The Valuation of Virtual Real Estate, Explained by Winston Robson, CEO at WeMeta

By Peter Page Peter Page has been verified by Muck Rack's editorial team
Published on July 26, 2022

The housing market in the tangible world is crazy, but the metaverse is still the frontier with lots of room for all. In fact, virtual real estate is inherently infinite, notes Winston Robson, CEO at WeMeta, a virtual real estate valuation company.

How did you become involved in the Metaverse and virtual real estate?

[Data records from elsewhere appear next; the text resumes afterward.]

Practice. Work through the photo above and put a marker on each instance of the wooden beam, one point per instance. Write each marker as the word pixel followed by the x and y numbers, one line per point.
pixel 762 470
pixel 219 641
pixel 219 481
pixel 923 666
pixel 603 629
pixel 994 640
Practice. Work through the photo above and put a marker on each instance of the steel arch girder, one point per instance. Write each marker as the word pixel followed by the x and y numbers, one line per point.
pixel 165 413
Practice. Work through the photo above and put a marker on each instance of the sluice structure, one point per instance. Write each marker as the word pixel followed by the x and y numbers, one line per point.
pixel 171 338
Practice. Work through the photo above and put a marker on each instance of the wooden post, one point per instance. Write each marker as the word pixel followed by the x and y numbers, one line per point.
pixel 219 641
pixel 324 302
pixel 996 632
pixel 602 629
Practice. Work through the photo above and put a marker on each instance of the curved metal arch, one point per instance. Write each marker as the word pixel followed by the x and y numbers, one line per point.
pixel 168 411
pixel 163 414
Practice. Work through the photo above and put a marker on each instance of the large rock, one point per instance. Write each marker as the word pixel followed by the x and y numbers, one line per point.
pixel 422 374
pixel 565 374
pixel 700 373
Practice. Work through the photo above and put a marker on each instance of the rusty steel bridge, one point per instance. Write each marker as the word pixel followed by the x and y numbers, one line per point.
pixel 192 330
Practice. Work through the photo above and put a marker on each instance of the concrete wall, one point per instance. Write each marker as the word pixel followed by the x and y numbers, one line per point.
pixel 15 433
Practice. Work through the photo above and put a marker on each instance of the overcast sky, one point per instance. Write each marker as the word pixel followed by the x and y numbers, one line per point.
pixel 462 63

I was looking to start a company, had just quit my job, and was doing different hackathons in the blockchain and Web3 space. I tried different ideas….I remember I tried mortgages on chain, I tried Airbnb on chain, I tried a few different things. Then I came across somebody at Web 3 weekend ETH Global last May who was talking about building something for the Metaverse. That was the first time I heard about it. That was the first time I hopped into Decentraland and then I got into ​​Crypto Voxels. I was just fascinated by the idea that these things have different land, that it was actually worth something and that people would build on it. It reminded me of a lot of Roblox and other games I used to play where you own a property that people can visit, and from there we scaled. I was trying to start a business and I had a background in real estate, data science and there was this opportunity where nobody really understood what was going on and, you know, people were talking about it and really liked it. I came in and looked at the data, saw the value there and so that is how I became involved.

Why is virtual real estate valuation such a difficult concept for investors to gauge?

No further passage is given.